A Senate Democratic leader is facing mounting criticism for recent comments he made comparing U.S. treatment of prisoners at Guantanamo Bay to inhumane tactics used in Nazi, Soviet and Cambodian concentration camps.
Sen. Richard J. Durbin (D-Ill.), the assistant minority leader, subsequently said he regretted that his comments were misunderstood as criticism of U.S. troops. But Republicans have continued to call for a more forthright apology.
“He should certainly apologize,” Sen. John McCain (R-Ariz.) said Sunday on NBC’s “Meet the Press.” “There’s no comparison whatsoever.”
The day before, Senate Majority Leader Bill Frist (R-Tenn.) called on the Senate’s second-ranking Democrat to apologize and withdraw his comments.
Democrats, asked about the controversy, said they accepted Durbin’s statement of regret as sufficient. Some also argued that the controversy should not obscure the issue that he was raising about the need to investigate alleged abuses at the prison at the U.S. naval base in Guantanamo Bay, Cuba.

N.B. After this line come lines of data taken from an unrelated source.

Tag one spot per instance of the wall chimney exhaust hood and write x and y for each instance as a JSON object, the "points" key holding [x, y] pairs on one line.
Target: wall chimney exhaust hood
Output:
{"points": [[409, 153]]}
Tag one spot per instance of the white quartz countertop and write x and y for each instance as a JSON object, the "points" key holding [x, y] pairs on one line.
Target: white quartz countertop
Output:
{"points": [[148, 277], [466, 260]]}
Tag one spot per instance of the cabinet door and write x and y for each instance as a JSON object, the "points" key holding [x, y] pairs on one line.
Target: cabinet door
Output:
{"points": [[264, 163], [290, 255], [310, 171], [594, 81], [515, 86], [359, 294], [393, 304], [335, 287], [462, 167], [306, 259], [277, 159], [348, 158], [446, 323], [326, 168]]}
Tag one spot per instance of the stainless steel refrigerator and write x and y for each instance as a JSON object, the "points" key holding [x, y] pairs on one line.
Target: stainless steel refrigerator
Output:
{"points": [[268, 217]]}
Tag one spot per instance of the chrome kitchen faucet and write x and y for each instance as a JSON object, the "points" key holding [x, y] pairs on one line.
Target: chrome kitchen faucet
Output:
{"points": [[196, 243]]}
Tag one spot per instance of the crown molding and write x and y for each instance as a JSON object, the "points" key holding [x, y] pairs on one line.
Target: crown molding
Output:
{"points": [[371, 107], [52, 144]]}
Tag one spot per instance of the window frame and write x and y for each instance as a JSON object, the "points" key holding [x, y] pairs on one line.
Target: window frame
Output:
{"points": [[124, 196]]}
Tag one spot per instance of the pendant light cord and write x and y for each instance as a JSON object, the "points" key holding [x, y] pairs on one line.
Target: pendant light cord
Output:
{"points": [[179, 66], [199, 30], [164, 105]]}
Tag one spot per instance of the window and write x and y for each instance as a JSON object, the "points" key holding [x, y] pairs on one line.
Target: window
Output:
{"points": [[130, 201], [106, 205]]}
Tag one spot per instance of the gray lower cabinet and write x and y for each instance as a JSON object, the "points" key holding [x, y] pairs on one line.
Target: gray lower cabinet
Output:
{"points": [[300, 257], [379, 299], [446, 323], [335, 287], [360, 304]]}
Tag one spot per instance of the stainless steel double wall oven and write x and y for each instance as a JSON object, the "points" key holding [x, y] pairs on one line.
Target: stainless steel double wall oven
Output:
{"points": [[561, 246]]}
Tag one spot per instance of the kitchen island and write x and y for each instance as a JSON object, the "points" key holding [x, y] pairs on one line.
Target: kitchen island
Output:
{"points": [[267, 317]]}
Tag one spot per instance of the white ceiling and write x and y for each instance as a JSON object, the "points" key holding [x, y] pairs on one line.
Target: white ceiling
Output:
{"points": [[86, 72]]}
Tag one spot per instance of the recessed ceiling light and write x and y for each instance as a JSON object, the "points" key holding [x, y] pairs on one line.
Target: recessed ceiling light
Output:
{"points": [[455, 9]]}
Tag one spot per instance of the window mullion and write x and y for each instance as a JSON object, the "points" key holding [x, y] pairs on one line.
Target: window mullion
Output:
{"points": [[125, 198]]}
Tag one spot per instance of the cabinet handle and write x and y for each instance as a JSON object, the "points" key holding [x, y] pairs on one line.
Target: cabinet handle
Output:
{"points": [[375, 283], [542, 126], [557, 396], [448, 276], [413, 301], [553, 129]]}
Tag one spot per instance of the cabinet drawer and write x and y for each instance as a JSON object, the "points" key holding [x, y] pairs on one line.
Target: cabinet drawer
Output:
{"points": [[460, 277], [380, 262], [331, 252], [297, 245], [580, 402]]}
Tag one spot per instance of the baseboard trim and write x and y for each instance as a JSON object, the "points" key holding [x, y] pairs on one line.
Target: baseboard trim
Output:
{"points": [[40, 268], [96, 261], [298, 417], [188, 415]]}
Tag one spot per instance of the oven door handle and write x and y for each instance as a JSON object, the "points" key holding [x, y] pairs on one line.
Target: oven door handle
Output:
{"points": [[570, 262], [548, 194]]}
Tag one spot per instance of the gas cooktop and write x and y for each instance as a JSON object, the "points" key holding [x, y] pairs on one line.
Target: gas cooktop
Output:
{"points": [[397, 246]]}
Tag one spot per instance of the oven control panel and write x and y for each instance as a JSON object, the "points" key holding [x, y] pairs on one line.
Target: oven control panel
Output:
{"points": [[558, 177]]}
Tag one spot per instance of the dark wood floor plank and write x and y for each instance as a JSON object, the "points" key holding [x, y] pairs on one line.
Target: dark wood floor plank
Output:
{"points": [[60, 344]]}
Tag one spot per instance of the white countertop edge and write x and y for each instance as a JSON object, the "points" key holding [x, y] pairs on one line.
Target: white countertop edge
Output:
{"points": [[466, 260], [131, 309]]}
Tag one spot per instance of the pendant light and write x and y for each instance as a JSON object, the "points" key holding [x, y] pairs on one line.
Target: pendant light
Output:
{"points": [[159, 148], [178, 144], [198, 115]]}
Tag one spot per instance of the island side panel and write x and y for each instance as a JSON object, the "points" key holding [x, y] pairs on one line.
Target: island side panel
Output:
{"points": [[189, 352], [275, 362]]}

“I think we’re paying too much attention to that particular set of circumstances and not the underlying question, and that is whether or not we ought to maintain Guantanamo as a prison camp in Cuba,” Sen. Christopher J. Dodd (D-Conn.) said on ABC’s “This Week.”
At issue is a speech that Durbin made last week in the Senate criticizing the administration for alleged mistreatment of prisoners at Guantanamo. He read from an e-mail from an FBI agent complaining about “torture techniques” that he had witnessed at the prison, such as detainees chained in the fetal position without food or water for 24 hours or more.
Durbin said that had he read from the report without disclosing that it was about an American-run prison, “you would most certainly believe this must have been done by Nazis, Soviets in their gulags or some mad regime -- Pol Pot or others -- that had no concern for human beings.”
Under fire for those remarks from the White House and conservative critics, Durbin initially seemed unrepentant. By Friday, however, he relented.
“I have learned from my statement that historical parallels can be misused and misunderstood,” he said in a written statement. “I sincerely regret if what I said caused anyone to misunderstand my true feelings: Our soldiers around the world and their families at home deserve our respect, admiration and total support.”
But that language, Republicans said, was not enough. On Saturday, former House Speaker Newt Gingrich called on the Senate to censure Durbin because his statement of regret did not retract the comparison.
And in an appearance on “Fox News Sunday,” Gingrich argued that Durbin’s words had damaged the U.S. abroad. On the English-language website of the Arabic news channel Al Jazeera, an article about Durbin’s remarks was listed Sunday as one of the site’s most-frequently e-mailed items.
“You cannot ... have a public official quoted throughout the world by our enemies describing the U.S. in these terms,” Gingrich said. “It puts every young American in uniform at risk.”
Joe Shoemaker, a spokesman for Durbin, said Sunday that the senator had no further comment. “Sen. Durbin clarified his position in his statement Friday,” Shoemaker said. “He still stands by that statement.”